Bendov of ClickSoftware recounts an anecdote that demonstrates how real-time access to field service information in the back office can result in outstanding customer service. “Direct Energy got a call from a customer, who asked, ‘Where the heck is your technician?’,” says Bendov. “And after looking at the system, the dispatcher said, ‘Well, he’s at your house,’ and the customer said, ‘Well, no he’s not.’ And as they are speaking, the dispatcher hears the doorbell ringing—of course, it’s the technician.”
But Who Has Deployed?
It’s not clear exactly how many HVAC businesses have deployed field service solutions. Jim Wenninger, president of WennSoft, a New Berlin, Wisc.-based solutions developer for various industries including HVAC, believes that many HVAC contractors are taking a “wait and see” approach. “I think what you’ve seen over the last two years is a lot of hype in the technology industry,” says Wenninger. “I believe that the contractors buy into that, but they’re contractors. And their motive is, ‘When I see enough people doing it, then I’ll add it to my system.’ I just don’t know if they’re convinced that the technology is all there.”
Rochester, N.Y.-based Isaac Heating and Air Conditioning is an example of an HVAC business taking a wait and see strategy to field force automation solutions. Don’t assume, however, that Isaac Heating is technophobic. In fact, in 1982 Isaac Heating began using one of the first computerized field service dispatching systems in the country.

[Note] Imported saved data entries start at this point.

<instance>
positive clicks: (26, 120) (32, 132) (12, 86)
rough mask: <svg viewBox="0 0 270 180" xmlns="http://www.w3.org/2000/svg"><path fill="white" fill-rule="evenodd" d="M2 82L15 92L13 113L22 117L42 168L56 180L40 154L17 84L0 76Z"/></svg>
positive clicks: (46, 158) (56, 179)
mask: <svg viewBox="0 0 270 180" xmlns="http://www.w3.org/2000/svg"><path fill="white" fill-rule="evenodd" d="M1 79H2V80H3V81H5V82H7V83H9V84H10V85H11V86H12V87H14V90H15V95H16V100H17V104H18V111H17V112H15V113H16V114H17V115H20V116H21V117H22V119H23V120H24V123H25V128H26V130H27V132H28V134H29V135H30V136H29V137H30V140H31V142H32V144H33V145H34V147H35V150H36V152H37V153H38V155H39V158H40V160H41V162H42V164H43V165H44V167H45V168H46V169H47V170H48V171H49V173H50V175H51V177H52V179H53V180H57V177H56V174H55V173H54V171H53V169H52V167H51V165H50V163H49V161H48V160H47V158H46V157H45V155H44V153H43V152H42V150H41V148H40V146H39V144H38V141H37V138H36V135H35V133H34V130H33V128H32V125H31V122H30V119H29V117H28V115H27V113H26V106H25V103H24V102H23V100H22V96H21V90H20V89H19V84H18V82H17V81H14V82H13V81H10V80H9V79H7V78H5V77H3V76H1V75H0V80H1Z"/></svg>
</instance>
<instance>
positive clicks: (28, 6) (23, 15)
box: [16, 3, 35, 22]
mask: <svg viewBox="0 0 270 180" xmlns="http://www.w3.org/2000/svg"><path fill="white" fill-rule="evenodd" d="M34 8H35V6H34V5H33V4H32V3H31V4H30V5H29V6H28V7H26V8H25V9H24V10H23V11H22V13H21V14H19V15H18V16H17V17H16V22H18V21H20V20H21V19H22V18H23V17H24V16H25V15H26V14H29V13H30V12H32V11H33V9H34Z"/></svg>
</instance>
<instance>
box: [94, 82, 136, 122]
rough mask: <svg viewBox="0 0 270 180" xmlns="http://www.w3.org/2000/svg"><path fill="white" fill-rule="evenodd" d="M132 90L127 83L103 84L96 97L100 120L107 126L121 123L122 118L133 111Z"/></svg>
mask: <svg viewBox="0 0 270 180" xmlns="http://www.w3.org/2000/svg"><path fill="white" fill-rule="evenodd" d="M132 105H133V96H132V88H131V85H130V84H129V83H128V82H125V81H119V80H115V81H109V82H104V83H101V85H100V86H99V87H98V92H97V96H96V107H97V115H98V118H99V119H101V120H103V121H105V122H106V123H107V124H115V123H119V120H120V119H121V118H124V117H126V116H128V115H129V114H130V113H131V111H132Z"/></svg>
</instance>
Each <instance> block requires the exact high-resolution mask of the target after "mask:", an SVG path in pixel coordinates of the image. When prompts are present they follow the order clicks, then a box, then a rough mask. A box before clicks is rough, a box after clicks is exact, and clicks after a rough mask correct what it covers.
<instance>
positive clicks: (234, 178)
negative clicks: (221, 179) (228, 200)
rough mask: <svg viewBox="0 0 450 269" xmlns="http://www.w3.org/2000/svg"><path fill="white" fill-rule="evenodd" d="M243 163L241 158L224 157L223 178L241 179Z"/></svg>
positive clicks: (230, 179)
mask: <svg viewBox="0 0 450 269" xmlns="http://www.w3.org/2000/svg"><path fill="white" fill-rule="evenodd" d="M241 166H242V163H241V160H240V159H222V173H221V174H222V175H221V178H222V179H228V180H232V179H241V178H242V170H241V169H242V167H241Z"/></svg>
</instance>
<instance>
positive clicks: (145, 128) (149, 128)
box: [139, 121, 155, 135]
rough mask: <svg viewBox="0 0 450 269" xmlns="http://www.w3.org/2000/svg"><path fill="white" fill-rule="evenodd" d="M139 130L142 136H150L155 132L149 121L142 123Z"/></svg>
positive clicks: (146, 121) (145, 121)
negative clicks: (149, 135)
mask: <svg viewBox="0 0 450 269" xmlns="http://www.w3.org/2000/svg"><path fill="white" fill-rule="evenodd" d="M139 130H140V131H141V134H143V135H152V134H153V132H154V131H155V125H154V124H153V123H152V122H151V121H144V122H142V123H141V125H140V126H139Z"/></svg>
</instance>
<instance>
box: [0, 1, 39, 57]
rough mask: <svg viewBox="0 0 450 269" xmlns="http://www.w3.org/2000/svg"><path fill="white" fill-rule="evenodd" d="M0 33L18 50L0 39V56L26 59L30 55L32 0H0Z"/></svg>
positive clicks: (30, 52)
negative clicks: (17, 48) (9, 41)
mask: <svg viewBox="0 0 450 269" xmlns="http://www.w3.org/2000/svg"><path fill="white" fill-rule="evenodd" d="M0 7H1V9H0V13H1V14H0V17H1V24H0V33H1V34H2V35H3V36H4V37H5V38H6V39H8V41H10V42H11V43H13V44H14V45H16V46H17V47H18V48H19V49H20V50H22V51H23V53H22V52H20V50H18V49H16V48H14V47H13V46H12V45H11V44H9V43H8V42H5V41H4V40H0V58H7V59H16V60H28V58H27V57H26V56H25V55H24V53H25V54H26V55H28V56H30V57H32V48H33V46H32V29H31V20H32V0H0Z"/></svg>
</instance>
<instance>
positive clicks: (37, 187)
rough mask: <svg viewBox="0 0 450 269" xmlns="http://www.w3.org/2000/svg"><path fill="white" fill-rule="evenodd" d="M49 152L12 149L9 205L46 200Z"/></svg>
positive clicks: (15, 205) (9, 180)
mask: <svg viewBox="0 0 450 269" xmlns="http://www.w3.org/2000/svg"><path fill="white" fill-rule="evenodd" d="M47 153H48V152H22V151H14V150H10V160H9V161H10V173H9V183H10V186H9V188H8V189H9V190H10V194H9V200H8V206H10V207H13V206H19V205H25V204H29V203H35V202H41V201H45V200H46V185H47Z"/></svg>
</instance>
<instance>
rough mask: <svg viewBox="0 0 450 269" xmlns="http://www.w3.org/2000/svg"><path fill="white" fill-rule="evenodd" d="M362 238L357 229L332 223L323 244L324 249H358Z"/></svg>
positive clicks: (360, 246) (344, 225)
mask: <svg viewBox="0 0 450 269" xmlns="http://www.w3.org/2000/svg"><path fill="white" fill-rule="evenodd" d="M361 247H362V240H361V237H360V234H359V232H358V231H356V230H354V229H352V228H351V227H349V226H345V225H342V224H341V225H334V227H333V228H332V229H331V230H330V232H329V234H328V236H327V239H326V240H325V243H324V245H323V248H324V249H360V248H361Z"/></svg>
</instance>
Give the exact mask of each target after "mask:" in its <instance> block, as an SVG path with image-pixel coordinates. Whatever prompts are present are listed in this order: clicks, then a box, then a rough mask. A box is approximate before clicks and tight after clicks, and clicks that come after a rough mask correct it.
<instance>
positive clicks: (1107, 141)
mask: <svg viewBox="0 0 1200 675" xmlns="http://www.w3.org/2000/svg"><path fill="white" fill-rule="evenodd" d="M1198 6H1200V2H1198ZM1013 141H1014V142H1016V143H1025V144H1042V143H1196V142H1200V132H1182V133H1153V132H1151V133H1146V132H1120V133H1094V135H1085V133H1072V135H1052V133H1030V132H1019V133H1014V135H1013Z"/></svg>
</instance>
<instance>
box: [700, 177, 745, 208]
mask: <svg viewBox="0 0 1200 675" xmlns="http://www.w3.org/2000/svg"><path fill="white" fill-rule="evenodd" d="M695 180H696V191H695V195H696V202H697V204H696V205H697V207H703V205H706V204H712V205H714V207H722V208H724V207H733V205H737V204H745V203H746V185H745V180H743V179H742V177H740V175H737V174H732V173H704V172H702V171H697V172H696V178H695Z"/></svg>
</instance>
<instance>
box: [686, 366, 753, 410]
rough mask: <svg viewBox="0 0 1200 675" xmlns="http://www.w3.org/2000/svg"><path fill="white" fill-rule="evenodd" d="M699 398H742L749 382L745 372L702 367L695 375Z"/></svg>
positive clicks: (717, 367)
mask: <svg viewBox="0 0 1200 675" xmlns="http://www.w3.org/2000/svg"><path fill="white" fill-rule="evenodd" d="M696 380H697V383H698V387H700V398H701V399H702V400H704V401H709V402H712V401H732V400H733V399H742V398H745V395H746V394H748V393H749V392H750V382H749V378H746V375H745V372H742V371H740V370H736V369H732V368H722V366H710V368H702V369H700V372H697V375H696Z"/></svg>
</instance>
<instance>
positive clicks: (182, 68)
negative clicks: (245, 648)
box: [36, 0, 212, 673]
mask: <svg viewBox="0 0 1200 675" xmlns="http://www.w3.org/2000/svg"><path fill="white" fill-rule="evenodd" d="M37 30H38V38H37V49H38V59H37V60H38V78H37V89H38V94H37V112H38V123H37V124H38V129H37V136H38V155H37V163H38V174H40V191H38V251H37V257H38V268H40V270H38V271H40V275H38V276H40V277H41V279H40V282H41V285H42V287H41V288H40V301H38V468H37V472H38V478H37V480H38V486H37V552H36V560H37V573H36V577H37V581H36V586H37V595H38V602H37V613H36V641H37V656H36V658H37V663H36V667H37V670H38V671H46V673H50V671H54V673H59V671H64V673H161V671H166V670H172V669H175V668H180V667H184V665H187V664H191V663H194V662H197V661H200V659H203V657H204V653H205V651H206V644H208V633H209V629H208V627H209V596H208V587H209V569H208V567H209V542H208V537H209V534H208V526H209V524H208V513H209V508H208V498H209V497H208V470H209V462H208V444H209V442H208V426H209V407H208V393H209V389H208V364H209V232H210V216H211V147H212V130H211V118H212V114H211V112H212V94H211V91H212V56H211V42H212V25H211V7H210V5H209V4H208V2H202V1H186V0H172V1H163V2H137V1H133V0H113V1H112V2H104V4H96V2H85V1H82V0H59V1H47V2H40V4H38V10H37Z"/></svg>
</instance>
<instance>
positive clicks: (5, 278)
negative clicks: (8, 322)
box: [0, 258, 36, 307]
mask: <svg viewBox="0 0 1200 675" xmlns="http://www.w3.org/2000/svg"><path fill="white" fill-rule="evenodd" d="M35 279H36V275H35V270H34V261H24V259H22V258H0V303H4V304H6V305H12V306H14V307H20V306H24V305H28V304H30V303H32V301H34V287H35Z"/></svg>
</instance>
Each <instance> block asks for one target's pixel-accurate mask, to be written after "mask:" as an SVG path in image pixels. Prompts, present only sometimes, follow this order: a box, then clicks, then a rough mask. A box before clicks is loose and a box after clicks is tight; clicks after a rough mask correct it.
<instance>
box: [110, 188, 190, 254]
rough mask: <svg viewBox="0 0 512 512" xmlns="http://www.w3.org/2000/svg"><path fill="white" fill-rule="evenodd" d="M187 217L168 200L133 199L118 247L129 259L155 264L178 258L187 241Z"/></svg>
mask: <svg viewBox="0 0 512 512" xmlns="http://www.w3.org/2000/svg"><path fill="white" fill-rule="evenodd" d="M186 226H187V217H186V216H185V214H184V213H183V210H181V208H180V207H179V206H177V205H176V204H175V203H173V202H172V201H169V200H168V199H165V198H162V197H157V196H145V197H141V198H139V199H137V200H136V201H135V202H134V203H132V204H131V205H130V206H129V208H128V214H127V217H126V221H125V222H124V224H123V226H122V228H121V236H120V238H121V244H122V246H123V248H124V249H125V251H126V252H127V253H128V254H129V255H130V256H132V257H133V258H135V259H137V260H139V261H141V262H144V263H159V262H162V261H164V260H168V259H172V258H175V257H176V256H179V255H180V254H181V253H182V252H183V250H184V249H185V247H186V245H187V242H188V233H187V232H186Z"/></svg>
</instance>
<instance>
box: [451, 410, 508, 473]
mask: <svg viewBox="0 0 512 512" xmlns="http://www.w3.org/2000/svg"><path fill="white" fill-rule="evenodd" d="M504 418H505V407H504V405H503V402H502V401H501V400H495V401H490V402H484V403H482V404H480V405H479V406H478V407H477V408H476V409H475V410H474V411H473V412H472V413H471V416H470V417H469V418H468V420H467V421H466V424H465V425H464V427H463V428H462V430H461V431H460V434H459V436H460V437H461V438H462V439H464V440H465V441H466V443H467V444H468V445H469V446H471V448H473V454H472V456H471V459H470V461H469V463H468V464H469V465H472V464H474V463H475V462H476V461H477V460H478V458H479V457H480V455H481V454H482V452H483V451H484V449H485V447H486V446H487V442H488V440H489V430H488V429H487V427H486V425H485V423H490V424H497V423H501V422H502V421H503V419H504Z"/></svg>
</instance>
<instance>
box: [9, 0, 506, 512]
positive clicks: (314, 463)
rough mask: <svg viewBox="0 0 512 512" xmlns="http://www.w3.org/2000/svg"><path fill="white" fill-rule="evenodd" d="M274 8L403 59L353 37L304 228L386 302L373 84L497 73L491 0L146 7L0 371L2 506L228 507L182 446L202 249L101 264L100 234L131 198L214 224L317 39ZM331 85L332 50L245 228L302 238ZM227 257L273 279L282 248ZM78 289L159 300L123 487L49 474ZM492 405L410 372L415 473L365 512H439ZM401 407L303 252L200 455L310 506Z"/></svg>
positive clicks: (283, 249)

Today, they use a fully integrated back-office system that has brought together inventory, accounts payable, accounts receivable, inventory maintenance and much more.
Ray Isaac, Isaac Heating general manager, says that his company makes 30,000 service calls a year and has 100 trucks servicing the greater Rochester area. “We’ve taken a more laid-back approach,” says Isaac. “We’ve done that with the GPS and tracking and all that as well. I see a lot of that technology as a band-aid for poor dispatching practices, or poor policies and procedures in your service department.”
Isaac does keep up-to-date with the latest solutions being deployed by other HVAC businesses via e-mail chat groups and his involvement in Air Conditioning Contractors of America. For now, he’s happy to wait and see how other companies in his industry fare deploying field force automation solutions. “Let the first guys pave the way,” he says. “If you look back through history, it’s usually not the first or even the second company or process that turns out to be the long-standing one.”
While some HVAC companies like Isaac Heating take the conservative approach, the improvements that Direct Energy and On Board Service have enjoyed by deploying field service management solutions demonstrate the value of field force automation. Perhaps most HVAC companies aren’t willing to make a similar plunge just yet. But, as they say in sports, just wait until next year. •
William Gillis is a freelance writer based in Athens, Ohio.